What is the negation of this?

[jumbogala]

1. The problem statement, all variables and given/known data
For all integers y, there is an integer x such that x^2 + x = y.


2. Relevant equations



3. The attempt at a solution
Is it there exists an integer y such that for all integers x, x^2 + x = y

OR

There exists an integer y such that for all integers x, x^2 + x DOES NOT EQUAL y?

I believe it is the second one but I'm not sure. I'm not trying to actually prove this.

[NascentOxygen]

EDIT: I mistook your answer as a restatement of the question.

[SammyS]

I smart a** answer is "It is not the case that, for all integers y, there is an integer x such that x^2 + x = y."

However, your preferred choice, the second one, is correct.

If your first one is true, it could still be the case that the original statement is also true.

[HallsofIvy]

Generally, the negation of "if p then q" is "q and not p" (q is true and p is not true).

Your original statement, "For all integers y, there is an integer x such that x^2 + x = y" is the same as "if y is an integer, then there is an integer, x, such that x^2+ x= y" so its negative would be "there exist an integer, y, such that for no integer, x, is it true that x^2+ x= y", which is the same as your second statement.

[ehild]

[QUOTE=HallsofIvy;3544835]Generally, the negation of "if p then q" is "q and not p" (q is true and p is not true).
/QUOTE]

Is not it "p and not q instead"?

ehild

[DivisionByZro]

An easy way to tackle these types of problems is to put it in quantifier notation:

"For all integers y, there is an integer x such that x^2 + x = y."

Becomes:


(\forall y \in \mathbb{Z})( \exists x\in\mathbb{Z})\backepsilon (x^2+x=y)


Of which the negation is:


(\exists y \in \mathbb{Z})( \forall x\in\mathbb{Z})\backepsilon (x^2+x\neq y)


Note: I use /backepsilon for my "such that"; if there is a more common notation for it, I would love to know. :D

[NascentOxygen]

Note: I use /backepsilon for my "such that"; if there is a more common notation for it, I would love to know. :D
Have you seen anyone else using that? :smile:
I always say the colon ":" as "such that". How else could it be pronounced? Okay, "where", also.


(\exists y \in \mathbb{Z})( \forall x\in\mathbb{Z}) : (x^2+x\neq y)

[DivisionByZro]

Have you seen anyone else using that? :smile:
I always say the colon ":" as "such that". How else could it be pronounced? Okay, "where", also.


(\exists y \in \mathbb{Z})( \forall x\in\mathbb{Z}) : (x^2+x\neq y)

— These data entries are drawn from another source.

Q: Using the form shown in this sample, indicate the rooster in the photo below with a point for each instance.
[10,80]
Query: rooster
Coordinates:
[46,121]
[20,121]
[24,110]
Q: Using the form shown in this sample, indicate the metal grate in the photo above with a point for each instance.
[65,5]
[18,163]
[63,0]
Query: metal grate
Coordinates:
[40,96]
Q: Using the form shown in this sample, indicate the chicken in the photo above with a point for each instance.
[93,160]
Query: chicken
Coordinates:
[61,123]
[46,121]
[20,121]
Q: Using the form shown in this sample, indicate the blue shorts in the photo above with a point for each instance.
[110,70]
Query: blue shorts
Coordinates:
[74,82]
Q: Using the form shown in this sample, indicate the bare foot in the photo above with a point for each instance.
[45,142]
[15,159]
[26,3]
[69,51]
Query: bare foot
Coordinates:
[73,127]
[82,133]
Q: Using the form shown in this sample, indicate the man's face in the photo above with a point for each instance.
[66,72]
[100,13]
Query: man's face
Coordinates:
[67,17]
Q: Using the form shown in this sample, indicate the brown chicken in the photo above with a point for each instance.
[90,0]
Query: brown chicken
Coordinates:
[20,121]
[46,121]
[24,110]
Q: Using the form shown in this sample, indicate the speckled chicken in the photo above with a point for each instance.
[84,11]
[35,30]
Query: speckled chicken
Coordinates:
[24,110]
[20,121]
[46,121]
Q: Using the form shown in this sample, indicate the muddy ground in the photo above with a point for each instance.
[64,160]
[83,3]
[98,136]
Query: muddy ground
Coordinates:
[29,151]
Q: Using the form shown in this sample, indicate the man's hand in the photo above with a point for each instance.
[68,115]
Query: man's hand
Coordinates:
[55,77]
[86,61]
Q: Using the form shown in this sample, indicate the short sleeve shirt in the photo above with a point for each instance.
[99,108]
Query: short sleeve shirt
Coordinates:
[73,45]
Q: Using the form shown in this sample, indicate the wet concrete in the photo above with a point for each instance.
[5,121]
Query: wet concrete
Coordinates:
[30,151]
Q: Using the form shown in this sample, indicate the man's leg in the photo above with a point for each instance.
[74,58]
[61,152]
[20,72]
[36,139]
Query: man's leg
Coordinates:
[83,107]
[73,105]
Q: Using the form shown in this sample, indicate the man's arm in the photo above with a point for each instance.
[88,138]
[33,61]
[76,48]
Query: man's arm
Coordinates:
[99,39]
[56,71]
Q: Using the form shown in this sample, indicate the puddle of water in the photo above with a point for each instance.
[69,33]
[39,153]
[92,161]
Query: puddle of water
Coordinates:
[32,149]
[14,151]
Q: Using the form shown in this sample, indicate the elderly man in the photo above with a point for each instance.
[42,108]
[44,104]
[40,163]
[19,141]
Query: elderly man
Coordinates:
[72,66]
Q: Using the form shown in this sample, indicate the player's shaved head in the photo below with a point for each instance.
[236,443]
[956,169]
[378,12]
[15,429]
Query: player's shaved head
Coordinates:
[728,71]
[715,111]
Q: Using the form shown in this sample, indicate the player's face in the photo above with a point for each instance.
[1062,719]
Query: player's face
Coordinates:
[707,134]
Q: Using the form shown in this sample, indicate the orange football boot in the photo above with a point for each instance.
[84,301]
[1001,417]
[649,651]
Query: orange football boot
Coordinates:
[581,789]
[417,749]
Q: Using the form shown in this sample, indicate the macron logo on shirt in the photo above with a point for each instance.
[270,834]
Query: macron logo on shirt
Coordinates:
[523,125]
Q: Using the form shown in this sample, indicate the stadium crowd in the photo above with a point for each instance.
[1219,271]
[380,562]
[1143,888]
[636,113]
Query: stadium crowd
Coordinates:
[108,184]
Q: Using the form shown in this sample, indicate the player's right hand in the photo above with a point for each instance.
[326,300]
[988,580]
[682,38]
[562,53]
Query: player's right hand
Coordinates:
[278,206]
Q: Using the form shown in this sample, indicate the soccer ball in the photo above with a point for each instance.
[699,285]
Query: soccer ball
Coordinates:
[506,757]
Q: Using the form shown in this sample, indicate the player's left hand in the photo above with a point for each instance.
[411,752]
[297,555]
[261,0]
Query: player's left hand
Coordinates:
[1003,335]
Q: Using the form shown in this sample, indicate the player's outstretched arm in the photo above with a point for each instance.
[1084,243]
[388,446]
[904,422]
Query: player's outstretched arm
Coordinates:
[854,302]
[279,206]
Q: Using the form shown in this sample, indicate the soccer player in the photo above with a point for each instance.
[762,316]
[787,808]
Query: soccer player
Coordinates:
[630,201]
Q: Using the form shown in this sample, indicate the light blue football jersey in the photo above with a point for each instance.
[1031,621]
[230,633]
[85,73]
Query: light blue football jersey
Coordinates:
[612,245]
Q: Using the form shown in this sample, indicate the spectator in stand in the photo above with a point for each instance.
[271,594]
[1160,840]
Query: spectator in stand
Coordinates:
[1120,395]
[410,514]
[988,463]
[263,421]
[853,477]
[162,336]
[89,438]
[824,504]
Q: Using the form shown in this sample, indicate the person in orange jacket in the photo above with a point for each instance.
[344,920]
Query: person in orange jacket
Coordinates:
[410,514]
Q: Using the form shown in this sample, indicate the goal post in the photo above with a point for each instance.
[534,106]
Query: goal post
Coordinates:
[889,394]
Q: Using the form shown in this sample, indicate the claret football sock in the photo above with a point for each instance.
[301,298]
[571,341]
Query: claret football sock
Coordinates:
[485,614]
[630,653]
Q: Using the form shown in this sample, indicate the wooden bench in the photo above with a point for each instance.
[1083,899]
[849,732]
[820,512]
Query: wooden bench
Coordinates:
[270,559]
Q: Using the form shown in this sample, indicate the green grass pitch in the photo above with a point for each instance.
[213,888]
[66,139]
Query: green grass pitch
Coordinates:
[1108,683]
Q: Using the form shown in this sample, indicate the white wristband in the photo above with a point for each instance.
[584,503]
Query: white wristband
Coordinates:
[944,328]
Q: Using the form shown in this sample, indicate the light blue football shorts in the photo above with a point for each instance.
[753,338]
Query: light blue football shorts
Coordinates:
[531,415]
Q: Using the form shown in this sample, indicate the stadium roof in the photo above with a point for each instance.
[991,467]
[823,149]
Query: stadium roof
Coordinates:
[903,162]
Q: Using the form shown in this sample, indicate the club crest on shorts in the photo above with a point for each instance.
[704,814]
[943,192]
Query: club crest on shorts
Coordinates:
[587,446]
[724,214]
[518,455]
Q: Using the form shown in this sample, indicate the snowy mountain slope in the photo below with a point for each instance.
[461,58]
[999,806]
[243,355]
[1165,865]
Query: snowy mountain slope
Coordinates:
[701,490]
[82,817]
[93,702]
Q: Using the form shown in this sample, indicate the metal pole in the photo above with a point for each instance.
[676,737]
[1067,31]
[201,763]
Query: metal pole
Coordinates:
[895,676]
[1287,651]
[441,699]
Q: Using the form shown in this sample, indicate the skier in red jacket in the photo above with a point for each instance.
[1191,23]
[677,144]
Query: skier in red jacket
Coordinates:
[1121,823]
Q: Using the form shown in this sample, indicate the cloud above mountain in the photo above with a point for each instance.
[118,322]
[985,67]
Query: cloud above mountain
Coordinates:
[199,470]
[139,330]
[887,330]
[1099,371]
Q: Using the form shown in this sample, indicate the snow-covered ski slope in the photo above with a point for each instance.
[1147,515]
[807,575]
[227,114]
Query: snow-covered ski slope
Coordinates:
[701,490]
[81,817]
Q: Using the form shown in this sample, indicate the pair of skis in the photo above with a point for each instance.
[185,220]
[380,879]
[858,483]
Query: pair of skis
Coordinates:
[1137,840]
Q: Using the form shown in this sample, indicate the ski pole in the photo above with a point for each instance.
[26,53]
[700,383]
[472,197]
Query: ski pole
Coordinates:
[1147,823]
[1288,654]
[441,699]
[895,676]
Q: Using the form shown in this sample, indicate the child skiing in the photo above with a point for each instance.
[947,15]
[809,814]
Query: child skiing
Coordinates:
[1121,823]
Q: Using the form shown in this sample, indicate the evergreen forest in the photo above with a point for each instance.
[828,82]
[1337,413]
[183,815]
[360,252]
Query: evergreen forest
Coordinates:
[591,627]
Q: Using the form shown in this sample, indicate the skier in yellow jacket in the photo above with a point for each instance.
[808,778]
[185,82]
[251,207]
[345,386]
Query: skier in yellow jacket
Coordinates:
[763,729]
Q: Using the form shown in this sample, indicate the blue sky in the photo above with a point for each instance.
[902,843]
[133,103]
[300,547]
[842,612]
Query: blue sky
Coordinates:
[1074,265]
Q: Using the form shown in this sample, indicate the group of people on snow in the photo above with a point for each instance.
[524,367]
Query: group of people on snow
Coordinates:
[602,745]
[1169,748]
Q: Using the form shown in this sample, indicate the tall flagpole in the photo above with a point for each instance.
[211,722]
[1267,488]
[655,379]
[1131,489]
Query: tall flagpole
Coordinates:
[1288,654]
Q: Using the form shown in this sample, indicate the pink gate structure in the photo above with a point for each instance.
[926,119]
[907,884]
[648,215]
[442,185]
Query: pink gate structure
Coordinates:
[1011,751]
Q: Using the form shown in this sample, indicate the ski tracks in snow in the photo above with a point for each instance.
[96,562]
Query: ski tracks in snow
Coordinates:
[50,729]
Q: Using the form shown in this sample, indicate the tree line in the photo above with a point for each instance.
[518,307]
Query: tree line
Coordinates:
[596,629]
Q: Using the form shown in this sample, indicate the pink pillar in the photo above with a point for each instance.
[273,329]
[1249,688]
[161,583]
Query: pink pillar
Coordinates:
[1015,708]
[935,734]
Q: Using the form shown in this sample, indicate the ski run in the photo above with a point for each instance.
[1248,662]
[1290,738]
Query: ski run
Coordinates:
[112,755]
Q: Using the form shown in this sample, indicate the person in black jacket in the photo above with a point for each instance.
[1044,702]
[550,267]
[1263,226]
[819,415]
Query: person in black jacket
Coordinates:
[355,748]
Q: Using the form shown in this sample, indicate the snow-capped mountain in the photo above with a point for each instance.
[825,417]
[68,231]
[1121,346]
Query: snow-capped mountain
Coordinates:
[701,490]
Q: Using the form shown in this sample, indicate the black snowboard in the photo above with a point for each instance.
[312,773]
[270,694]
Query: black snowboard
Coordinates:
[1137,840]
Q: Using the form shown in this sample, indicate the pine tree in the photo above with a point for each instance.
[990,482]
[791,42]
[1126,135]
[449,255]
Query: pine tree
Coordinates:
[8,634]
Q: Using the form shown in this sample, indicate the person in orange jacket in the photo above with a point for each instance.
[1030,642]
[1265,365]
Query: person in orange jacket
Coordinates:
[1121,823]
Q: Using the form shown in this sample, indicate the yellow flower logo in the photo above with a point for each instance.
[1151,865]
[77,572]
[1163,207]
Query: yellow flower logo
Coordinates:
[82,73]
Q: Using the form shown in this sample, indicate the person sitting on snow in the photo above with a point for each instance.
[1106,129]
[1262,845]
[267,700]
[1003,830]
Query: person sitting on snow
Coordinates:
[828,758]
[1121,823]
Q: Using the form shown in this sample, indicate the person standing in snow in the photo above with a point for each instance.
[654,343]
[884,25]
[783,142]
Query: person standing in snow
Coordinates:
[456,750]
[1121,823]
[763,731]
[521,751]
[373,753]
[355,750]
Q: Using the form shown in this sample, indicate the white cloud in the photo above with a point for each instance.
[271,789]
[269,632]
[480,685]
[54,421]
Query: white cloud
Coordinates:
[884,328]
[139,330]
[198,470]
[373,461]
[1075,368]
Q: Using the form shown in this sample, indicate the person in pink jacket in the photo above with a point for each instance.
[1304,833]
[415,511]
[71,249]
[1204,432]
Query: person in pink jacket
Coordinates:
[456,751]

Ah yes, I should probably use either " | " or " : "; from set-builder notation. This makes it less confusing since epsilon already means something different.
And for your question, I've actually seen some people using a backwards epsilon for their "such that". It is odd to see.

[HallsofIvy]

Generally, the negation of "if p then q" is "q and not p" (q is true and p is not true).


Is not it "p and not q instead"?

ehild
Yes, you are right. How silly of me.